[PEAK] Fwd: Adding C generation to bytecode assembler

Tue Aug 29 20:08:35 EDT 2006

On 8/21/06, Phillip J. Eby <pje at telecommunity.com> wrote:
>
> >I think my loop with a few math ops is sufficiently contrived enough that
> >it can't be considered a very reliable benchmark of what's to come or
> much
> >insperation for awe. ;)
>
> Fair enough.

I certainly made an overly bold statement to begin with.  Performance is
actually not the highest priority I wish to achieve, if it's 10-20%, so be
it.

>   I actually expect a speedup benefit to happen only in certain cases, I
> > suspect most functions would not benefit enough or at all to even
> bother.
>
> This is especially going to be the case where function calls are
> concerned,
> but probably also integer math and certain other operations where the
> interpreter has type-specific speedup tricks that can't be obtained by
> straight C API translation.

I agree, hedging ones bets for whatever "p3yk" might land vis a vis type
information before run time.  For now I'm focusing on interpreter
interoperability.

>   But I'm suprised you don't think the inner interpreter or the stack
> > movement has much overhead, that seems to be pretty low hanging fruit to
> > me but the future could prove me dead wrong. I remember one or two
> > threads specifically on this subject on python-dev, but I don't remember
> > much actual measurement being conclusively shown at the time to prove it
> > one way or another.
>
> Well, it's said that p2c (or was it py2c?) achieved only 10-15% speedup
> using these techniques.

I wish I could find that code but google produced nothing in that regard
(perhaps I should do more digging with py2c), so it's hard for me to
research what techniques were used or what the benefit was (or is now with
things changed so much).

>I've not studied a lot of Pyrex's output, but some through a few
> >trials.  I would be suprised and suspect of my own results if Pyrex
> didn't
> >generate faster code than I have here,
>
> Hm.  Well, Pyrex generates code that does a lot of setting variables to
> None and inc/decrefing all over the place, and plus which it doesn't take
> nearly as much advantage of the type information it has available to it as
> you'd expect.  And until relatively recent versions it used C strings to
> do
> attribute access, which is horrifically slow.

I'll avoid that then. ;)

In general, simply taking a Python program and compiling it with Pyrex is
> very likely to produce code that is *slower* than the original Python
> program -- even after you add some type declarations.

Here:

http://svn.eby-sarna.com/RuleDispatch/src/dispatch/_d_speedups.pyx?rev=2135&view=log

in the last log msg you allude to some pleasing amount of performance
increase.  Was there some thought you put toward writing code specifically
well suited to Pyrex?

>  although I don't think Pyrex is as readable,
>
> Heh.  If you want better performance than the CPython interpreter, I think
> you're going to end up with code that's far less readable than Pyrex, but
> that's just a guess.

Well I guess by readable in this case I mean highly commented, including the
source Python line and comments, stack depth information, block based
indentation, block information, and experimenting with more readable symbols
that are mangled in a later step.  My goal is for the reader (me) to be able
to scan down the generated code and see the progression of program flow from
one instruction to the next and easily see what's going on, and work forward
from there.

>it's certainly more mature and probably the closest project in terms of
> >goals.  I think my experiment is much simpler than Pyrex though, not
> >having to maintain a language parser or complex code generator or deal
> >with some of the restrictions Pyrex has.  One of my main goals is to
> >maintain 100% interpreter compatibility.
>
> Unfortunately, I don't think that you can do that *and* get more than say
> a
> 10-15% speedup -- i.e., one probably not worth all the effort.

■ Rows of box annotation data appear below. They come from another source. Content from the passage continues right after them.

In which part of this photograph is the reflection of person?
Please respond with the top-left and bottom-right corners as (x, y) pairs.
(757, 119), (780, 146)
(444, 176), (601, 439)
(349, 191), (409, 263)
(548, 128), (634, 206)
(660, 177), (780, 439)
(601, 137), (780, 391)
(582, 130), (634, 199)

If performance were the sole goal.

The big
> speedups are really all in one of two places:
>
> 1. Specialization (via type declarations, inference, or JIT specialization
> ala Psyco)

I'll keep my eye on PyPy for this one.  I caught the second half of
Samuele's presentation at the Vancouver Python workshop.  I'm still kicking
myself for missing the first half.  Inference has always scared me a bit to
a certain degree, but I did get to catch him explain the inference algorthm
and it was convincing.

2. Dropping compatibility with frames, function objects, trace/profile
> hooks, GIL releasing, etc.

This is where I'm willing to experiment a bit with removing per-opcode
overhead through run time check reduction and stack movement reduction,
minus touching the GIL.  I'm not going near that.  I think tracing and
debugging can be achieved to even greater effect by producing different
builds with added runtime checks based on a profile and production builds
with none.

Again, I don't think it would ever make sense to apply this to a whole
Python system or even most of it.  The existing bytecode interpreter and all
of the Python runtime API is something I don't mean to remove but leverage
and bytecode is such an enormously compact format compared to the binary
equivalent that I think in most situations you would prefer the compactness
over the cost of interpretation.

And of the two, my guess is that specialization is the only way to get
> triple-digit performance improvements.  I could be wrong, of course, but
> my
> assessment of the odds is a significant why I haven't tried such
> experiments myself.
>
> Meanwhile, it seems to me that PyPy's new extension builder system is
> actually the closest thing to your goals, in that it operates on bytecode
> and produces C code using the CPython API.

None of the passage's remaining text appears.